“Victoria had long fair hair and a body of Amazonian magnificence – just the kind of looks that I imagined drove men mad in the gambling saloons of the American west. So that was how I photographed her.” John d Green

One of the most controversial photographs at the time featured the 18 year old Victoria Mills, daughter of Lord Hillingdon who ran Glyn, Mills and Co, a long established private bank founded in 1753. Blood didn’t come much bluer.

His Lordship was reportedly spitting feathers to find a photograph of his comely and curvaceous daughter sitting at the card table, wearing a poker dealer’s visor and apparently, not very much else. Hillingdon, a former Life Guards officer, went over the top. He instructed his solicitors to investigate. A spokesman at the time declared, in a suitably understated tone “It is an unfortunate book – and the fact that her picture is in it is undesireable.”

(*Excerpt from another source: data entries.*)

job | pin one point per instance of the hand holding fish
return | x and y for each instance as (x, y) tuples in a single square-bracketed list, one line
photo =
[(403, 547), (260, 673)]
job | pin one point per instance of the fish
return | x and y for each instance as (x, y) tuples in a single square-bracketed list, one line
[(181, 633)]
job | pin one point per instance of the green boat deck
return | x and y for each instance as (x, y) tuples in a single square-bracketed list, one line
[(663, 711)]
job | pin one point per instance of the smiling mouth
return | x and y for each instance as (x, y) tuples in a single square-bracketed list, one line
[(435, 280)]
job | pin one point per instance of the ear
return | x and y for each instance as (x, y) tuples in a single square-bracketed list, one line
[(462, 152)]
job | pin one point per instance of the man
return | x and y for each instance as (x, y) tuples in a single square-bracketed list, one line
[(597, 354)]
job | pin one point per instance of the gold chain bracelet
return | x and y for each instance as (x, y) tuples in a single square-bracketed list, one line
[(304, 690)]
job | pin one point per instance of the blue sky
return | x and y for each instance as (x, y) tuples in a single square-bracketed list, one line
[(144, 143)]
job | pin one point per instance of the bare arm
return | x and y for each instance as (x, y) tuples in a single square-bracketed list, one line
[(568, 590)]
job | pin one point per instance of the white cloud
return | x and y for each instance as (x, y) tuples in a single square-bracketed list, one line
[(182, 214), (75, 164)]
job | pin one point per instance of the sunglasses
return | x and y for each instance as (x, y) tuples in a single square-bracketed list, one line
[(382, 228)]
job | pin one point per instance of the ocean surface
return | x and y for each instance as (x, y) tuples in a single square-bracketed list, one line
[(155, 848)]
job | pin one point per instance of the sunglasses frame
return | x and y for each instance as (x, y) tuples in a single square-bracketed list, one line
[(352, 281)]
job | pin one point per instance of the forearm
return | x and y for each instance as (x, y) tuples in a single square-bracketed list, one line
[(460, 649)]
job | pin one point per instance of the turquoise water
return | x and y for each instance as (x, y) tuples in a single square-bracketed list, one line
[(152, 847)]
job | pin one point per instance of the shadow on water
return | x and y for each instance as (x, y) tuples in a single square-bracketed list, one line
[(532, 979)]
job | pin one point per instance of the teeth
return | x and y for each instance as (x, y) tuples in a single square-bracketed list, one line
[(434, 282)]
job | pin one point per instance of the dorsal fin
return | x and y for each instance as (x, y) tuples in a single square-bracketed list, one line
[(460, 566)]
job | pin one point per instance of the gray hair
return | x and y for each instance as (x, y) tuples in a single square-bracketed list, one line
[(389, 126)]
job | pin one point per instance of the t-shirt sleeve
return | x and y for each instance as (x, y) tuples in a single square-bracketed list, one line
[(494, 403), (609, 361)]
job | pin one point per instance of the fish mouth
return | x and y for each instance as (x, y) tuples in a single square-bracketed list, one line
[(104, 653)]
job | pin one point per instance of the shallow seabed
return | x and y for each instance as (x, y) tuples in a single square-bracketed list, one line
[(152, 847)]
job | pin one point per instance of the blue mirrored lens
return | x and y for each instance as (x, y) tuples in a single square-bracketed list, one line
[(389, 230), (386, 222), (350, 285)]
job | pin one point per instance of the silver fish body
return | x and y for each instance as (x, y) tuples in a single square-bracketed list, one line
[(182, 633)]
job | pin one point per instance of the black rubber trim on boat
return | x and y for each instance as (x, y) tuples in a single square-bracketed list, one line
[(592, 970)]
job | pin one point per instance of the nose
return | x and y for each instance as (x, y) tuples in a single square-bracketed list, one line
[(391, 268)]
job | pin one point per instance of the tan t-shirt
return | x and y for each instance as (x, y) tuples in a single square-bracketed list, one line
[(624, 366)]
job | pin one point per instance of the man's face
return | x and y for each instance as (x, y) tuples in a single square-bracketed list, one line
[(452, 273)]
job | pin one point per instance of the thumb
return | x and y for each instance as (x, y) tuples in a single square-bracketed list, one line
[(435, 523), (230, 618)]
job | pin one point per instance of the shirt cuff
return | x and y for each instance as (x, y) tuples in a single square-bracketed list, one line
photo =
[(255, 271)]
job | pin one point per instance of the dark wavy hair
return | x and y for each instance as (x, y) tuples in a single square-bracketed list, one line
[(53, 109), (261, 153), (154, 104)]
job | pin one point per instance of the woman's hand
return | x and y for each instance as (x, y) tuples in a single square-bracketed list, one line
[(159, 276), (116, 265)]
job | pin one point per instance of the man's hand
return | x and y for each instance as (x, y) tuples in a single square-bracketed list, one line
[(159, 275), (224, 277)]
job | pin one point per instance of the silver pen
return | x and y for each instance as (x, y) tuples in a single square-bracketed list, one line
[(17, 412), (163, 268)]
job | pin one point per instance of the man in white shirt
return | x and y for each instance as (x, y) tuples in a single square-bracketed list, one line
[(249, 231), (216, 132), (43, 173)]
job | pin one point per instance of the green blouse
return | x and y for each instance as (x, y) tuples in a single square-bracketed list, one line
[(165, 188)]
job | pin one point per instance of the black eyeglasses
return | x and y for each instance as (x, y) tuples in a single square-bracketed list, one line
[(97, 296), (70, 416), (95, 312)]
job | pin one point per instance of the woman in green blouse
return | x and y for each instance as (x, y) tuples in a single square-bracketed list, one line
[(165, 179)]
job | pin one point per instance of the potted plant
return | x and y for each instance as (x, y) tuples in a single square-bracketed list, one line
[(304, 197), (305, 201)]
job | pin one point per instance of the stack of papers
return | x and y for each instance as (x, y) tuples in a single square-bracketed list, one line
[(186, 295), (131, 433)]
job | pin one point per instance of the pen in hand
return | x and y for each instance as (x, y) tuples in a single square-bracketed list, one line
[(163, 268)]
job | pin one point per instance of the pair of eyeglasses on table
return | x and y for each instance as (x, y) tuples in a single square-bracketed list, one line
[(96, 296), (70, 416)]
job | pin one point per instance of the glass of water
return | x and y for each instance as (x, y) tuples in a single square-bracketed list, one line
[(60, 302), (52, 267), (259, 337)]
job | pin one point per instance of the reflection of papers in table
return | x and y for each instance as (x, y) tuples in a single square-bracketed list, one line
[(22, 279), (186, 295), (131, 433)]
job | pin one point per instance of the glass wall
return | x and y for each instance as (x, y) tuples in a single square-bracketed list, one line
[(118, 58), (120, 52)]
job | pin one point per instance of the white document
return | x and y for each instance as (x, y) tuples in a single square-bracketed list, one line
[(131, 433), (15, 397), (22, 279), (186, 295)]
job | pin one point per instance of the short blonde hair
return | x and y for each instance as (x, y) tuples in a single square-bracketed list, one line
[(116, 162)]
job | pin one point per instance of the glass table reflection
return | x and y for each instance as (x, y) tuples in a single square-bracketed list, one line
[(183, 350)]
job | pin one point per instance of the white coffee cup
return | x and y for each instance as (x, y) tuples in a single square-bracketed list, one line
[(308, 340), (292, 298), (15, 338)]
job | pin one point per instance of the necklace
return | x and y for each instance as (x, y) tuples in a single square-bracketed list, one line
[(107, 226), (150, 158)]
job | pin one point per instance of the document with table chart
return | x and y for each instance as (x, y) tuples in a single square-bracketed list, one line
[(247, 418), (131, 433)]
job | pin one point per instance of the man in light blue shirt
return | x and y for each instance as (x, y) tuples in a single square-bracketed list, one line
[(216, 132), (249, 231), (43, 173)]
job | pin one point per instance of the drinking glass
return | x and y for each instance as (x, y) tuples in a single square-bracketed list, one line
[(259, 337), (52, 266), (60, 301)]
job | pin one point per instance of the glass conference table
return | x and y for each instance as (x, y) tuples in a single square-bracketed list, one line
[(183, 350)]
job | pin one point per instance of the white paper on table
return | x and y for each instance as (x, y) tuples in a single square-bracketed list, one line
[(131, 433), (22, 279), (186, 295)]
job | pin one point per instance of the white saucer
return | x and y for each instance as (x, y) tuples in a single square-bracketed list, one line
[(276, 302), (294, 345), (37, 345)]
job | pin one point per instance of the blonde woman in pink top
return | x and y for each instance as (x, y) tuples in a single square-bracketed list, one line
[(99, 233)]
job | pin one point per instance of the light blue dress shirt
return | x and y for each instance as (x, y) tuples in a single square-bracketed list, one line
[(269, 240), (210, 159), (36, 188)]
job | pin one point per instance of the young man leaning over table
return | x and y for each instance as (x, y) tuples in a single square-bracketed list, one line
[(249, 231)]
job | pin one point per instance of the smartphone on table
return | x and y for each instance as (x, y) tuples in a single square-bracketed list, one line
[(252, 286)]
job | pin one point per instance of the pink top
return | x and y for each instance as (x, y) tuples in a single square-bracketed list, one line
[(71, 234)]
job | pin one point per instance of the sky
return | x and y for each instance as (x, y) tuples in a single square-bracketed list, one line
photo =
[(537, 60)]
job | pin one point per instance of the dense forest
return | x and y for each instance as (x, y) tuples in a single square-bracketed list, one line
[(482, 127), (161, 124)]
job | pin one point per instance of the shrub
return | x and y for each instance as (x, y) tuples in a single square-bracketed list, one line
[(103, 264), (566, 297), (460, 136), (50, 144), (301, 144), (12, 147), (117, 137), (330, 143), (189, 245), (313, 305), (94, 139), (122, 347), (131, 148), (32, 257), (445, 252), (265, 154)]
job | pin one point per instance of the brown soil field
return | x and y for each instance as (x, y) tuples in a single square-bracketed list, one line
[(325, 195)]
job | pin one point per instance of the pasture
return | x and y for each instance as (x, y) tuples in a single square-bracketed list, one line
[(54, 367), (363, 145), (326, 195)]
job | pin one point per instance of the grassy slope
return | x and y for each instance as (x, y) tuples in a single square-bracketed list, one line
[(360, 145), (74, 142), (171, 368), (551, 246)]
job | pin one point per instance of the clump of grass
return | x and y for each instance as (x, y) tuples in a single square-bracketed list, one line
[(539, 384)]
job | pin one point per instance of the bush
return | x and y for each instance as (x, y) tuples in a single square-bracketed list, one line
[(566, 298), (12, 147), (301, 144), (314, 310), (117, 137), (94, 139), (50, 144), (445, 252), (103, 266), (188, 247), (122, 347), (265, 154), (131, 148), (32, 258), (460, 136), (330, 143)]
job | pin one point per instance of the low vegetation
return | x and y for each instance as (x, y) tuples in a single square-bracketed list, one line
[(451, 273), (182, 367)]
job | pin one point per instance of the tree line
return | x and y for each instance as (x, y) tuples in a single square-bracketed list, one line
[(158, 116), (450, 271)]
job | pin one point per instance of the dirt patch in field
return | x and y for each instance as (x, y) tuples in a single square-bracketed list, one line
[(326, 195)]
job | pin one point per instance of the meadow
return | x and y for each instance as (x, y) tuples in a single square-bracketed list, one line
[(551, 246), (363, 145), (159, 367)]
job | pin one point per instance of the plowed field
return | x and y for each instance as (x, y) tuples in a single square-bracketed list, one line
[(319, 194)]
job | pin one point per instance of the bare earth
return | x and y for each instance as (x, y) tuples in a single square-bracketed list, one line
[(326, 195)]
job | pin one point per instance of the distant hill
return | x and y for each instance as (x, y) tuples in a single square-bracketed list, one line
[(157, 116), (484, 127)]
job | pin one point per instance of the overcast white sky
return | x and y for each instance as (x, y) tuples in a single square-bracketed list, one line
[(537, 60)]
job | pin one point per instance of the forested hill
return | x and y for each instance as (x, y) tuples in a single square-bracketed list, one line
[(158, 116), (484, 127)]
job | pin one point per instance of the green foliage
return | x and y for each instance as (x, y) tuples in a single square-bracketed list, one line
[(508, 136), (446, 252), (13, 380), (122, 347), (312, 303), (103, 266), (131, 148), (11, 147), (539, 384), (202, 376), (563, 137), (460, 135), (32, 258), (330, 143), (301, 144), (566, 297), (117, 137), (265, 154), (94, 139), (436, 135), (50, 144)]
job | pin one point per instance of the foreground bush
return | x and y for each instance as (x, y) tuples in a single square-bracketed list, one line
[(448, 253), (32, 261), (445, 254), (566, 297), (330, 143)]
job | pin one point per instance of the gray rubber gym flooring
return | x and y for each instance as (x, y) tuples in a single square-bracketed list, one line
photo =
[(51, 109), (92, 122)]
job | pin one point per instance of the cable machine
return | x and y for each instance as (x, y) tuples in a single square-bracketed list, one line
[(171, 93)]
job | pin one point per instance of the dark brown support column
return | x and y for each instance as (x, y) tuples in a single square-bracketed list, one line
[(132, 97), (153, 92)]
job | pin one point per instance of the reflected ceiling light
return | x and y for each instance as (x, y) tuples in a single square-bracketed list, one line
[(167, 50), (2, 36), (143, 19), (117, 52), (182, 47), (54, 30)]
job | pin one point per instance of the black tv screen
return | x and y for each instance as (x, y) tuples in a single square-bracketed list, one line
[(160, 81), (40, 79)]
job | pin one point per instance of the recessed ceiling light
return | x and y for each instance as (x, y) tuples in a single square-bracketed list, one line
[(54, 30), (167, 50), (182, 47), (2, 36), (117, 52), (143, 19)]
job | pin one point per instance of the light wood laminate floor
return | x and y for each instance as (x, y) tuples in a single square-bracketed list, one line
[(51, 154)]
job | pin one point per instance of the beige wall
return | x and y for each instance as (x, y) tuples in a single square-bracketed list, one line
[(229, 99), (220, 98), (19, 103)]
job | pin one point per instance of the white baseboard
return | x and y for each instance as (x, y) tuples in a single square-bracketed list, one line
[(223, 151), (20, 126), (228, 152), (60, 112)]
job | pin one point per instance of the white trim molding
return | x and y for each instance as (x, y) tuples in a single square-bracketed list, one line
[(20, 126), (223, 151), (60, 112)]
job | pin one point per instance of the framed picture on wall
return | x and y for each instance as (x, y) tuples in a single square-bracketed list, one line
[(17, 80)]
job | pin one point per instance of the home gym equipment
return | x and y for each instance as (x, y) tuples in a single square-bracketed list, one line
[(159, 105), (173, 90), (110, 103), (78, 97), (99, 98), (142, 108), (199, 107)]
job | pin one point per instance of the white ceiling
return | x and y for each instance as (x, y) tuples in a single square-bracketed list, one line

John recalled the session in a contemporary newspaper article: “She really entered into the spirit of the shoot. She sat down, a green eye-shade keeping her hair from her face, holding a full poker hand. Having set the scene up, I decided to experiment with a single precarious overhead lamp.  She was being really co-operative, and I could feel we were producing exciting pictures, when – CRASH – the whole studio plunged into darkness and my camera plunged to the floor. It took a few minutes of groping around to find the light switch, but when the lights came back on Victoria was still sitting there holding the cards in her hands. She hadn’t moved an inch. It just goes to show that if you are a lady you can take anything in your stride.”